По поводу Юсуфа он даже не раздумывал. Евнух послушно выполнит приказ и ровно через десять дней выпустит рабыню из карцера. Мысли Ахмада занимал лишь один важный для него вопрос: как предотвратить новую встречу эмира с этой германской ведьмой.

Удастся ли сохранить в тайне истинную причину травмы эмира? Во дворце по неведомым каналам даже незначительные слухи распространялись с бешеной скоростью, просачиваясь, минуя стены, в переулки Бухары. Слуги, купцы и, безусловно, Али аль-Хусейн – каждый из них мог поведать о настоящей причине травмы носа эмира. Возможно, уже сейчас, когда он стоит перед опочивальней Нуха II и раздумывает о том, что предпринять, чтобы тайное не стало явным, злые языки разносят очередную дворцовую сплетню. Не вызывало сомнения одно: народ воспримет эту новость с воодушевлением. Ахмад глубоко вздохнул.

«О Аллах! – Он в задумчивости погладил бороду. – Что я должен сделать? Как оградить имя эмира от насмешек плебеев? Зачем он возложил на меня эту ответственность?»
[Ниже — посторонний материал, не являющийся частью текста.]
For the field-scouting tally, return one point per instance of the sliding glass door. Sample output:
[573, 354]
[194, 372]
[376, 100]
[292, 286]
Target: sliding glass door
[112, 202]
Вдруг улыбка озарила его лицо. Даже в столь печальных обстоятельствах можно было обнаружить нечто хорошее. Десять дней неверная будет сидеть взаперти. Следовательно, в течение всего этого времени он может предпринимать попытки завладеть камнем. Времени будет достаточно. Он воздел руки к небу и возблагодарил Аллаха за его непревзойденную мудрость и доброту.